Who has the courage to confront a street ringing with cries of righteous indignation and give an order for silence? To issue commands that can win the obedience of those who in madness are ready to kill and destroy — who even believe they are storming the gates for freedom? How can a blind element be converted to an intelligent force that will help the cause of progress for years to come?

He chewed the butt of the unlit cigarette. Dispatches would come tomorrow; at such a moment the ministry would not forget the embassies. Perhaps he could manage to get a telephone connection, to hear the boys’ voices, to order them to listen to their mother. To threaten and to promise…They must not go out of the house. Or, better, should they go to their grandmother, escape from Budapest? I do not even know what is happening in our neighborhood. Where has the fighting taken place? What has burned besides the museum? In the bulletins, burned homes have not been mentioned.
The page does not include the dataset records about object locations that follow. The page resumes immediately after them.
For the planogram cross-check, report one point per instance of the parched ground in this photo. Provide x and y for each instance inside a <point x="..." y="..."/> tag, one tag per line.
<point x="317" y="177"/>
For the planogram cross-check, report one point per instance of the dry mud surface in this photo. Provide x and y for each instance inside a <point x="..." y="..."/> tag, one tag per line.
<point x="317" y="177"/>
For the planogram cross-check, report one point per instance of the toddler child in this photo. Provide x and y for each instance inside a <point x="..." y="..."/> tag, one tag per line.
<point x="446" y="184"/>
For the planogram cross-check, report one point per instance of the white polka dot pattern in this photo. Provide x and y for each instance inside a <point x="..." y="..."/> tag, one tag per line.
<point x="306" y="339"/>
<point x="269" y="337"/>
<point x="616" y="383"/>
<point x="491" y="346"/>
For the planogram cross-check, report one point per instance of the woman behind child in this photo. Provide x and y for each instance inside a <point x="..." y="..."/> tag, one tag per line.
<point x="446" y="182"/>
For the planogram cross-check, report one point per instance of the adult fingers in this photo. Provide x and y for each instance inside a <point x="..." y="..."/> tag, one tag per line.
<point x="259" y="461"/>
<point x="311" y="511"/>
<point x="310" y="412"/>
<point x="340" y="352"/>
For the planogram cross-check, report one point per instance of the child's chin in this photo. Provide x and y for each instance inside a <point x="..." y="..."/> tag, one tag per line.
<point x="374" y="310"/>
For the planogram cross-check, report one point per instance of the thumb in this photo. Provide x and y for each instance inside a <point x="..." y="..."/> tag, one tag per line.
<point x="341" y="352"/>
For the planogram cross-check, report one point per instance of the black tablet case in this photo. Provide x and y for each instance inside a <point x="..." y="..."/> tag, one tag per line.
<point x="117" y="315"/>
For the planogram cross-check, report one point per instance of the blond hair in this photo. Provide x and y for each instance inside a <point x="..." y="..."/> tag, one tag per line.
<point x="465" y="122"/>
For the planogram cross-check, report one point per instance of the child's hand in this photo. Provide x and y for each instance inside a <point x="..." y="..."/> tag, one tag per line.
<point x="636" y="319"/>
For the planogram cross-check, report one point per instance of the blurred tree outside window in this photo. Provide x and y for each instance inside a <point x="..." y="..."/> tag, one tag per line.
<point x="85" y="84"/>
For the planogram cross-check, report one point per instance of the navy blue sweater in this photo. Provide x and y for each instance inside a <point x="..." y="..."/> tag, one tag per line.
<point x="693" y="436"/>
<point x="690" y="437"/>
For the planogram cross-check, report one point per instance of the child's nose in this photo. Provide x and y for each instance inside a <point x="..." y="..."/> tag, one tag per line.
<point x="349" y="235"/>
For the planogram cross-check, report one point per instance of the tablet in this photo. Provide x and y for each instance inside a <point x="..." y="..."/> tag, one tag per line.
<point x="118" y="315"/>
Homes — opulent interiors, outmoded Vienna secession furniture, portraits of grizzled drunkards with rakish mustaches. Sideboards filled with dishes used only a few times a year. Old Meissen porcelain crunching under boots, green slivers of broken windowpanes glittering, wads of stuffing protruding from armchairs ripped open by grenade fragments. Photographs mounted on millboard scattered, dry and slick, spilled from a family album covered with faded plush. Faces long dead but more enduring than those that were still alive yesterday but today are one with the earth, their forms no longer like those of human beings but staved in by tons of steel and the caterpillar wheels of a tank pushing into the brick rubble. The remains of children, of women, denuded without shame in the crumpled remains of their clothing — lying in tatters, twisted like empty husks, body fluids pooled like wax, exposed by the surfeit of light pouring in through great holes in walls beaten in by artillery fire. Someone had begun to bandage wounds, but he had thrown away the dressings, for they were expiring, slumping helplessly in the arms that held them. A brick under the ear or a volume of Jókai served as pillows for the last sleep. Reed roofing with clots of plaster hung from the ceiling. A mirror, undamaged and unseeing as a pool of water hardening with winter’s first ice, reflected the dead emptiness of the ruined dwelling.